Data warehousing guru, Ralph Kimball, came up with a data profiling process comprised of four steps:
- Test data quality at the start of every project to see if it’s appropriate for analysis.
- Diagnose and fix quality issues in the source of data, before you move data to the target database.
- Detect any remaining data quality issues while moving data from source to the target using the Extract-Transform-Load (ETL) method.
- Identify key interrelationships and unforeseen business rules that may affect the data profiling process, and refine the profiling methods as needed.
There are many open-source tools in the market you can use to automate data profiling, as well as a range of paid data profiling tools for larger-scale enterprise use-cases.
Although most companies opt for traditional data profiling done by data engineers, it is time-consuming and cumbersome.

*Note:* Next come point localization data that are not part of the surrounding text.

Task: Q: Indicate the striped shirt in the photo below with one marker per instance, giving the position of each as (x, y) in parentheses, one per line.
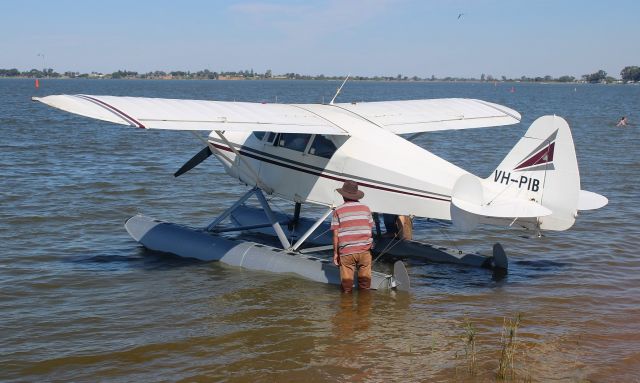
(353, 222)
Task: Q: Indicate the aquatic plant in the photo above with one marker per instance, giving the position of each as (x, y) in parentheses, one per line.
(509, 343)
(470, 346)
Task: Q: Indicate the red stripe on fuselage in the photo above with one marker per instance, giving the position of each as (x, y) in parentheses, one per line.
(323, 175)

At a time when data is pouring in from multiple sources and data profiling is more crucial than ever, it makes more sense to use AI-driven data warehouses that can automate data profiling.

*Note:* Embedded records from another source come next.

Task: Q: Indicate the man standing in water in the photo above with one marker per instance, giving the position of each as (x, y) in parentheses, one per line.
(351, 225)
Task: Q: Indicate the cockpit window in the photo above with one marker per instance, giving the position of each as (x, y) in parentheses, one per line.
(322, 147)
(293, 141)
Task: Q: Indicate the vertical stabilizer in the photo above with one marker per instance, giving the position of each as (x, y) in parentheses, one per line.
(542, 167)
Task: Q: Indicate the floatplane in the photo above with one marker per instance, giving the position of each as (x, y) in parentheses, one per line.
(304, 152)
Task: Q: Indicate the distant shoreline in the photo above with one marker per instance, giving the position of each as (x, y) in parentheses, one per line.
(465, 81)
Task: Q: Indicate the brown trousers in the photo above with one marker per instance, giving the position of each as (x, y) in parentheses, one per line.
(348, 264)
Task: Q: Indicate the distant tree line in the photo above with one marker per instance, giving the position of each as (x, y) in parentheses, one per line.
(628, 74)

4. Report and monitor data
DQM reporting is the process of monitoring, reporting and recording exceptions in data and in the business processes that depend on data. You can capture these exceptions using business intelligence (BI) software. It helps identify the location of data exceptions.
Your data specialist team can now aggregate these exceptions to create patterns that determine why your data collection and processing deviates from the set standards. Now that you have identified the problem, you can strategize your data remediation process.
5. Repair data
Data remediation involves determining the best way to repair data and to implement the change in data collection, processing, and analysis methods.
You can use the data profiling tools listed above to clean your company’s data. Next, comes the task of re-initiating the processes that depend on defective data. This may include re-running some reports, campaigns or financial documentation with the now clean data.
This is also the step where you should review and improve data quality rules. Once you have refined data quality standards and have high-quality data, your critical business processes will run efficiently.
KPIs for measuring the success of your DQM strategy
You can track the following KPIs to see if your DQM strategy is successful or not.
- The ratio of errors relative to the entire data set
- The number of empty values
- Data insights time-to-value realization
- Data transformation error rate
- Data storage costs per unit of data
Data Quality Management is a continuous process
Data Quality Management is not a one-time sprint. You remediate your data and business processes once. Great! Don’t stop here. A good DQM strategy is continuous and geared for constant improvement.
Given today’s data volumes, carrying out Data Quality Management manually can be grueling. You can use automated Data Quality Management software solutions to implement a more iterative and continuous process for honing your data and processes.